Na onda de violência, Benjamin Netanyahu fez um discurso dizendo à população árabe israelense também são cidadãos do país e, como qualquer judeu, também têm direitos e deveres. A violência não seria tolerada. Os atentados que ocorreram em Jerusalém recentemente, foram realizados por habitantes de Jerusalém oriental, a parte da cidade ocupada por Israel após derrotar o exército jordaniano que ocupava a região até 1967. Desde então, construiu-se o discurso de unificação da cidade, mas basta um rápido passeio pelos bairros em questão para perceber que essa unificação é fictícia.
A principal resposta do governo aos atentados ocorridos é a destruição das casas dos terroristas que cometeram os crimes. Essa é uma prática que já vem sendo aplicada nos territórios ocupados há anos apesar das diversas críticas da comunidade internacional e dos debates apontarem ser completamente ineficaz tal prática. Em geral os terroristas morrem após os atentados, então as principais vítimas das demolições são suas famílias, esposas, filhos, pais. Obviamente isso não é um ato educativo e sim, vingança, punição coletiva.

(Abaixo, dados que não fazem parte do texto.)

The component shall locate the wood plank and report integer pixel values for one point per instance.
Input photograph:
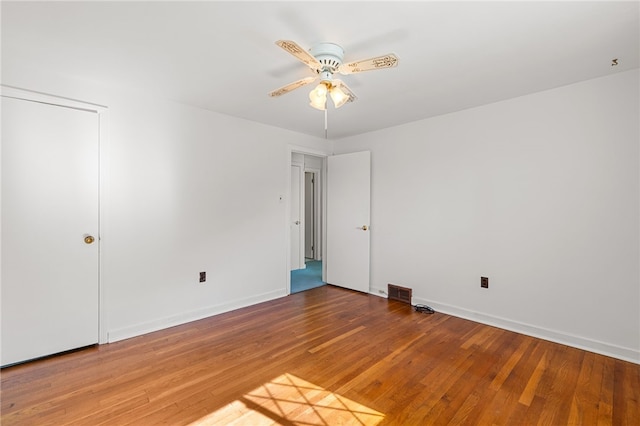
(349, 358)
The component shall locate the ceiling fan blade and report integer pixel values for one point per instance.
(302, 55)
(379, 62)
(346, 90)
(292, 86)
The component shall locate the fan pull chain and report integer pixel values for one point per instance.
(325, 123)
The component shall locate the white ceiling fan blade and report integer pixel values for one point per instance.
(379, 62)
(292, 86)
(302, 55)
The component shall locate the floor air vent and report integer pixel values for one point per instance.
(401, 294)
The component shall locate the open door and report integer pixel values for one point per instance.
(348, 213)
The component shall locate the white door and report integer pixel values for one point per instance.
(49, 212)
(297, 259)
(348, 210)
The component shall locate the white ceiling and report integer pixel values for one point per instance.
(221, 55)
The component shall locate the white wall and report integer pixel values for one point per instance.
(184, 190)
(538, 193)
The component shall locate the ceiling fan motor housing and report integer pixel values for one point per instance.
(330, 55)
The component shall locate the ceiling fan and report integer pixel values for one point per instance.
(325, 59)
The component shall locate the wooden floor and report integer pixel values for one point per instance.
(324, 357)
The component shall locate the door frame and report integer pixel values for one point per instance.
(317, 201)
(103, 120)
(323, 174)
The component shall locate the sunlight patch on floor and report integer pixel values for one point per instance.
(288, 400)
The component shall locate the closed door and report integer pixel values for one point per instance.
(348, 212)
(49, 229)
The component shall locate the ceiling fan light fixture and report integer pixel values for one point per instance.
(318, 97)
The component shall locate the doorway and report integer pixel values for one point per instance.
(306, 222)
(50, 220)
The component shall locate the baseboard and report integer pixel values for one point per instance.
(172, 321)
(619, 352)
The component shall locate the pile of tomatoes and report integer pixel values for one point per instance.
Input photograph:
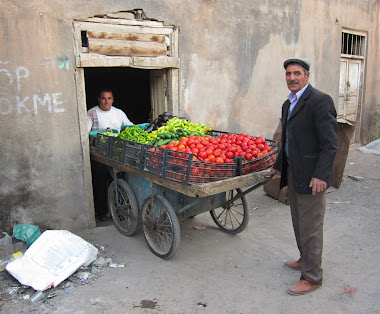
(223, 148)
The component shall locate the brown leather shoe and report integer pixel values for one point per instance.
(296, 265)
(303, 287)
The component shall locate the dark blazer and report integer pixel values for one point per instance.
(312, 140)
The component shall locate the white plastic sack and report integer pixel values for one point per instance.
(52, 258)
(371, 148)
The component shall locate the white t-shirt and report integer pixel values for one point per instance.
(98, 119)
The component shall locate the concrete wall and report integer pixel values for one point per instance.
(231, 78)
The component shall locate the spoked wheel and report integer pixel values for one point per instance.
(233, 217)
(161, 227)
(123, 206)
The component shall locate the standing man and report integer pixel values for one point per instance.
(101, 117)
(104, 115)
(305, 163)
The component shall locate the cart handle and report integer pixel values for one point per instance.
(240, 195)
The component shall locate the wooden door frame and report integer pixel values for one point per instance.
(85, 60)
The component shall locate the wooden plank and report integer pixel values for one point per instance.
(160, 62)
(146, 23)
(127, 36)
(193, 190)
(113, 47)
(87, 60)
(117, 28)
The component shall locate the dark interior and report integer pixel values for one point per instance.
(131, 90)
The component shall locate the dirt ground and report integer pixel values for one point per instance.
(214, 272)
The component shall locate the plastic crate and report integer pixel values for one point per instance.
(185, 167)
(134, 154)
(102, 144)
(258, 164)
(121, 150)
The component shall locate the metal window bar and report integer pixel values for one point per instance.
(352, 44)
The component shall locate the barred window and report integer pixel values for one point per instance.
(353, 44)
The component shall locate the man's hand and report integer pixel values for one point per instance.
(317, 185)
(275, 173)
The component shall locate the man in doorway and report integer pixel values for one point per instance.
(101, 117)
(305, 164)
(104, 115)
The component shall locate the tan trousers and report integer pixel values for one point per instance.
(308, 212)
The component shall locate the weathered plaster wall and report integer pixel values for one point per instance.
(231, 77)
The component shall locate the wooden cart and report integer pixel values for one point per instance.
(137, 196)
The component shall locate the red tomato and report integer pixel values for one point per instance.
(209, 151)
(219, 160)
(260, 146)
(194, 150)
(202, 154)
(248, 156)
(229, 155)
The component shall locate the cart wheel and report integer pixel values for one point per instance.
(234, 217)
(160, 226)
(124, 212)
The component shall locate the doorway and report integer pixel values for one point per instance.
(351, 83)
(130, 86)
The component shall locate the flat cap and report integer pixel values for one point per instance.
(302, 61)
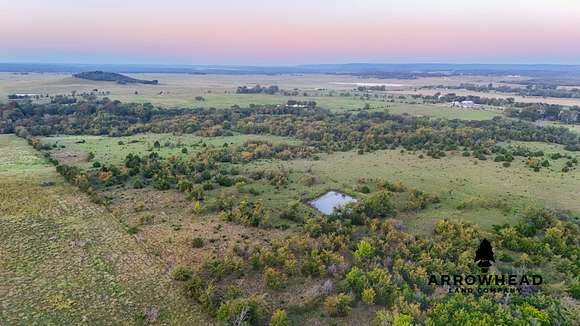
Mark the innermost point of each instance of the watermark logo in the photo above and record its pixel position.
(484, 256)
(485, 281)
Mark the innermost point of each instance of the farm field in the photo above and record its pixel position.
(164, 224)
(113, 150)
(458, 181)
(66, 260)
(179, 90)
(517, 98)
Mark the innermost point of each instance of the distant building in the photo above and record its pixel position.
(301, 104)
(464, 104)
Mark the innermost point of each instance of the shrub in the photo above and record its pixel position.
(338, 305)
(364, 249)
(279, 318)
(197, 242)
(239, 311)
(194, 287)
(181, 273)
(368, 296)
(574, 290)
(273, 278)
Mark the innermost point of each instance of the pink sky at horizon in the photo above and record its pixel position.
(269, 32)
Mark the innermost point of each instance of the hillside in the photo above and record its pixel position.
(111, 76)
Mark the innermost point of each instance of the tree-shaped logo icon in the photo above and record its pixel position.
(484, 256)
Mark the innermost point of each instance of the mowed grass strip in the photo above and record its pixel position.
(66, 261)
(482, 192)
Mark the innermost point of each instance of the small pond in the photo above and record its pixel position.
(330, 201)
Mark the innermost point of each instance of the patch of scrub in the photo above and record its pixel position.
(327, 203)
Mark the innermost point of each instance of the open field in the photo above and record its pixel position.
(458, 180)
(65, 260)
(455, 179)
(194, 235)
(113, 150)
(179, 90)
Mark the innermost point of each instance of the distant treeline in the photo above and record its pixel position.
(273, 89)
(318, 127)
(540, 90)
(526, 111)
(111, 76)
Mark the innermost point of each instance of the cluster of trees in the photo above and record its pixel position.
(536, 159)
(257, 89)
(525, 111)
(322, 129)
(375, 263)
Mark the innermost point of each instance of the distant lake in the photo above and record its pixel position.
(327, 203)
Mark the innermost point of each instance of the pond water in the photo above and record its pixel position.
(327, 203)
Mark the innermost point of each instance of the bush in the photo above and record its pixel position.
(197, 242)
(279, 318)
(364, 249)
(273, 278)
(338, 305)
(368, 296)
(574, 290)
(181, 273)
(250, 310)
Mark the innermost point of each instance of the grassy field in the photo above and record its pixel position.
(180, 90)
(458, 181)
(114, 150)
(66, 261)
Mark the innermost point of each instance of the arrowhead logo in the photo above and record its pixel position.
(484, 256)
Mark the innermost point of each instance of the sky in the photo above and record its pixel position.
(261, 32)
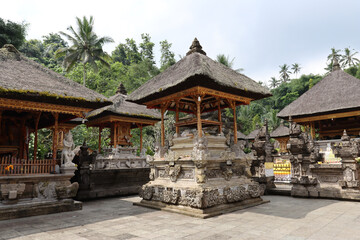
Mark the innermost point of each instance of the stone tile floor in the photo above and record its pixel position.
(117, 218)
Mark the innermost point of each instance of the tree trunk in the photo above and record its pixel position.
(84, 75)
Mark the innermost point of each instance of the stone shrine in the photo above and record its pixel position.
(201, 174)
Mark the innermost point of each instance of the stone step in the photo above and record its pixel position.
(279, 191)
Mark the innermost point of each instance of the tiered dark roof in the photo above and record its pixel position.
(196, 69)
(22, 78)
(241, 136)
(253, 134)
(280, 131)
(337, 92)
(121, 107)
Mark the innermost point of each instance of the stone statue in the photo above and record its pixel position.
(67, 154)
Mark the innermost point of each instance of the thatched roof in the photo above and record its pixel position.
(240, 135)
(196, 69)
(121, 107)
(25, 79)
(253, 134)
(280, 131)
(337, 92)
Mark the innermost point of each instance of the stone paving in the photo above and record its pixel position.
(116, 218)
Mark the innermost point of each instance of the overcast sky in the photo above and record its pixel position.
(260, 35)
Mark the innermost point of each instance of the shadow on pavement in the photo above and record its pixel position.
(93, 211)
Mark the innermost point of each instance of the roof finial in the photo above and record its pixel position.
(195, 47)
(336, 65)
(121, 89)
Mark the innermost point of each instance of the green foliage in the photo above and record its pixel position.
(12, 33)
(167, 56)
(225, 60)
(86, 47)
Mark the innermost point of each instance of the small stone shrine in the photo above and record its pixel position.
(117, 169)
(263, 156)
(33, 97)
(201, 174)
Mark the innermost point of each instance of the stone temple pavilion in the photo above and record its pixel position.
(200, 174)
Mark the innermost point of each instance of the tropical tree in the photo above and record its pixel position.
(167, 56)
(348, 58)
(225, 60)
(12, 33)
(274, 82)
(296, 68)
(284, 73)
(335, 53)
(86, 47)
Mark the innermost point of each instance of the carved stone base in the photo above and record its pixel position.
(68, 170)
(202, 213)
(27, 208)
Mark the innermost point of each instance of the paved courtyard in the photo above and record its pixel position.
(117, 218)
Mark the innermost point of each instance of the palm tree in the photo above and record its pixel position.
(348, 58)
(284, 72)
(86, 47)
(274, 82)
(296, 68)
(335, 53)
(225, 60)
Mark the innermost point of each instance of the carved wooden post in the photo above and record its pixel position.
(100, 130)
(219, 116)
(235, 124)
(22, 140)
(162, 126)
(140, 137)
(177, 117)
(312, 130)
(55, 134)
(115, 135)
(37, 119)
(198, 115)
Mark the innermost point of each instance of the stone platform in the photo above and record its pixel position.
(204, 180)
(202, 213)
(37, 194)
(28, 208)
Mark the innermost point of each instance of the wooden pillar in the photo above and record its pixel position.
(312, 130)
(22, 139)
(115, 135)
(162, 126)
(100, 130)
(55, 134)
(177, 117)
(37, 119)
(198, 116)
(219, 117)
(140, 137)
(235, 124)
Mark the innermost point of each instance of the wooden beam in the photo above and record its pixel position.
(114, 118)
(22, 139)
(140, 138)
(219, 116)
(177, 117)
(55, 134)
(326, 116)
(196, 91)
(198, 116)
(162, 127)
(235, 125)
(312, 130)
(37, 119)
(100, 130)
(15, 104)
(115, 134)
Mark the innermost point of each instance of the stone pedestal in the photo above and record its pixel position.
(117, 172)
(200, 177)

Acompanhei muitas vezes o debate de que dentro de Israel isso não acontecia. Essa prática se aplicava ao estado de exceção da ocupação israelense. Porém chegamos ao abismo agora. As casas de todos os terroristas de Jerusalém oriental foram sido destruídas a mando do governo israelense. O próprio primeiro-ministro dá a ordem para a demolição. Árabes israelenses, terroristas, têm suas casas destruídas após o atentado. E os judeus israelenses terroristas? Antes do início da última guerra com o Hamas, quando os corpos dos três jovens colonos foram encontrados, um grupo de judeus sequestrou e incendiou um jovem árabe de um bairro de Jerusalém oriental, Shuafat. Primeiro surgiram boatos que diziam que ele havia sido morto por outros árabes por ser homossexual, mas em poucos dias isso se mostrou mentira e os jovens foram presos.

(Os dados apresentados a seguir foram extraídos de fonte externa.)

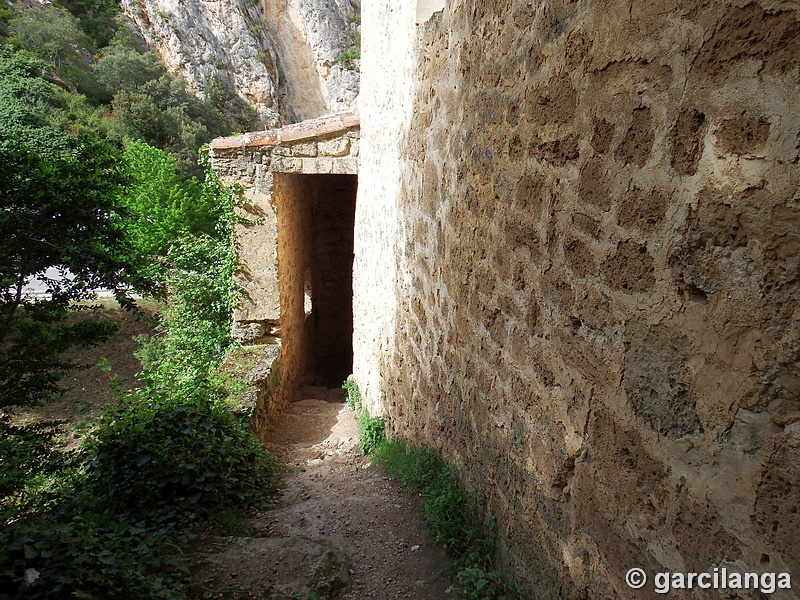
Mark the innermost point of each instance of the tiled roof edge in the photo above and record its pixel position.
(311, 128)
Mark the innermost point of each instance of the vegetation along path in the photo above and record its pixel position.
(340, 529)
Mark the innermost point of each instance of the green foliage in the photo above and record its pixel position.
(195, 326)
(30, 456)
(371, 430)
(123, 68)
(450, 516)
(29, 107)
(58, 210)
(351, 50)
(86, 556)
(372, 433)
(165, 460)
(99, 19)
(162, 208)
(52, 34)
(164, 115)
(37, 342)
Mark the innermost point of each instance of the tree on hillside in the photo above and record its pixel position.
(57, 209)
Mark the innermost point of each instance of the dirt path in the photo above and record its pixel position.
(352, 522)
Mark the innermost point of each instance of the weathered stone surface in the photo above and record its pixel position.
(576, 273)
(279, 568)
(296, 240)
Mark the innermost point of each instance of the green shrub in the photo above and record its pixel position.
(168, 462)
(450, 515)
(371, 430)
(31, 468)
(372, 433)
(88, 556)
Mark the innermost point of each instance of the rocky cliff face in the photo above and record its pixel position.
(280, 57)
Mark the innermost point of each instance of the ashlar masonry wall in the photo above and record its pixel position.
(591, 230)
(299, 190)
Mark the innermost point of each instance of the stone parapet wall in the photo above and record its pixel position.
(590, 227)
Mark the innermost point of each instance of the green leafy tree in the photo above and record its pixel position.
(162, 208)
(56, 37)
(162, 113)
(57, 209)
(123, 68)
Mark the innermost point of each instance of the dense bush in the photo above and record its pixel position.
(168, 462)
(449, 513)
(86, 556)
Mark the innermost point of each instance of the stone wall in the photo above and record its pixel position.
(588, 220)
(284, 172)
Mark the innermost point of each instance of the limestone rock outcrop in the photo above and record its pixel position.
(279, 57)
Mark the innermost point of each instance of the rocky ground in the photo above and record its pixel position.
(340, 529)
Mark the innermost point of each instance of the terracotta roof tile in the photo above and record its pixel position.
(290, 133)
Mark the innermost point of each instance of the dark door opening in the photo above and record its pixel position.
(329, 282)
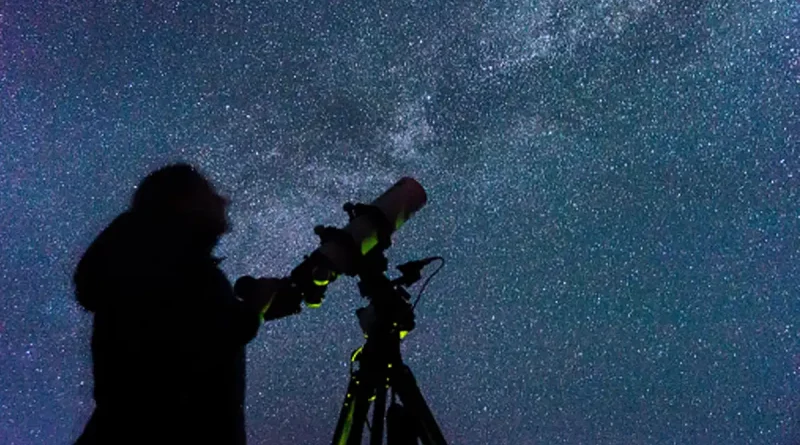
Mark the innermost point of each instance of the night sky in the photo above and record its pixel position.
(614, 184)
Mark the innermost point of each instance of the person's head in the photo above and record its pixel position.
(179, 192)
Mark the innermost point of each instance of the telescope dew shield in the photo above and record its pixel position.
(396, 205)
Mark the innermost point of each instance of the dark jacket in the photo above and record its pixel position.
(168, 338)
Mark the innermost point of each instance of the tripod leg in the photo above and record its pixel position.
(401, 427)
(354, 412)
(405, 385)
(378, 415)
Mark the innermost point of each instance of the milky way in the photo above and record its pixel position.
(614, 186)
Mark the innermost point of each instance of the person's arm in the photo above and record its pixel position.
(270, 297)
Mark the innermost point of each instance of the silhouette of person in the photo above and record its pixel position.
(169, 334)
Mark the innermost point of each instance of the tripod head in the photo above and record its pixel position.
(358, 250)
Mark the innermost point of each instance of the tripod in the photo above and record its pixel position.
(387, 319)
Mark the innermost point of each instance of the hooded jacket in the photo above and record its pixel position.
(168, 337)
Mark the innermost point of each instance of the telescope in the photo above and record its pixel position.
(357, 250)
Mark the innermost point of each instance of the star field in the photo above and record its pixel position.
(614, 186)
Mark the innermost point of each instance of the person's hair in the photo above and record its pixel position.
(161, 190)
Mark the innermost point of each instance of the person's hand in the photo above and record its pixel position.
(257, 293)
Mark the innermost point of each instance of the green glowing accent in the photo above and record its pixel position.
(369, 243)
(401, 219)
(356, 353)
(347, 424)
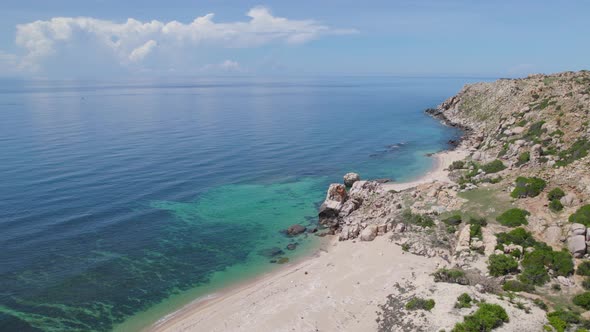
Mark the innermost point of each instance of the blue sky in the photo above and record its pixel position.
(95, 38)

As casas dos terroristas judeus foram destruídas? Não. Suas famílias continuam vivendo em suas residências. Não há uma política de punição coletiva ou uma suposta justiça com a demolição das casas. Podemos acrescentar o recente atentado ao colégio bilíngue árabe-israelense em Jerusalém. Os terroristas presos fazem parte de uma organização de extrema direita. Bibi, não minta. Não podemos ter dois pesos e duas medidas em Israel e nem nos territórios ocupados. Não são cidadãos com os mesmos direitos e nem com os mesmos deveres. Aqui, como em quase todo o mundo, os direitos e deveres não são iguais para todos, mesmo que leis afirmem garantir essa equidade.

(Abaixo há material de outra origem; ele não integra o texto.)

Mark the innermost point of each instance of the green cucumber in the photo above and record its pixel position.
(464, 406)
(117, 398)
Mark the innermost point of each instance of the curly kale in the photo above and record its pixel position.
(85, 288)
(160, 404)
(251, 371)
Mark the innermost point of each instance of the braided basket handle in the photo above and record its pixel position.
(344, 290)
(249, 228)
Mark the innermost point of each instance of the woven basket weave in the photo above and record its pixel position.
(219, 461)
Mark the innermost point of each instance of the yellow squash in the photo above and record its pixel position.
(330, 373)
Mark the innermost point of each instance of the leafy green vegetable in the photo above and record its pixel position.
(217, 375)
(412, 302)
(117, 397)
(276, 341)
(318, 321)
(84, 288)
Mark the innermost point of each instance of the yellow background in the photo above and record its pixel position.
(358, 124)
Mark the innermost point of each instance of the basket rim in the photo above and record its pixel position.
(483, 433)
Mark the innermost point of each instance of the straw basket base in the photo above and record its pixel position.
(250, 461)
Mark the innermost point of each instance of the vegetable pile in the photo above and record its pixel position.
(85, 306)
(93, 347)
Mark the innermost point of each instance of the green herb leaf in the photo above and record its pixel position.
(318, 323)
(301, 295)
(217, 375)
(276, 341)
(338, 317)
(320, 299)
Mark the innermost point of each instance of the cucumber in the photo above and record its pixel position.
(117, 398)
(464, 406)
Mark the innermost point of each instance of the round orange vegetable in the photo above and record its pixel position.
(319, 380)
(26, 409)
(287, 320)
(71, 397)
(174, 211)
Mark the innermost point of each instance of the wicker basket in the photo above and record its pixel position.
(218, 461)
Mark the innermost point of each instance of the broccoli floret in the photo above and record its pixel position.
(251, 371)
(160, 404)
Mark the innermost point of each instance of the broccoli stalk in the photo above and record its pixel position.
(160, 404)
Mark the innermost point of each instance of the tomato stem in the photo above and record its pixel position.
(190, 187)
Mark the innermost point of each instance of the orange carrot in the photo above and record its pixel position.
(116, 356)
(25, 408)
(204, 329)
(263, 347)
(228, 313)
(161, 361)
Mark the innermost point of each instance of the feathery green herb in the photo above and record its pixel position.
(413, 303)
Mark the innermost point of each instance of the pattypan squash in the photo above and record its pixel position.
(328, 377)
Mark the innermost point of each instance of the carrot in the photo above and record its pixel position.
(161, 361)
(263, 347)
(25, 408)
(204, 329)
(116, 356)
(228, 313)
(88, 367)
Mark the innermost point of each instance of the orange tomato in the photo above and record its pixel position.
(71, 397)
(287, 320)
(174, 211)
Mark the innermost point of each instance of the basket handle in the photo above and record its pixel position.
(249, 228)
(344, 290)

O governo liderado por Benjamin Netanyahu com grande influência do movimento de colonos, estava destruindo de vez o sionismo ao transformá-lo, realmente, em uma política racista e discriminatória. É fundamental que refundemos o sionismo. Que sejamos capazes de construir um Estado que inclua e não exclua nem discrimine. Um Estado que seja capaz de entender diferentes perspectivas históricas como base fundamental para a inclusão de todos os seus cidadãos.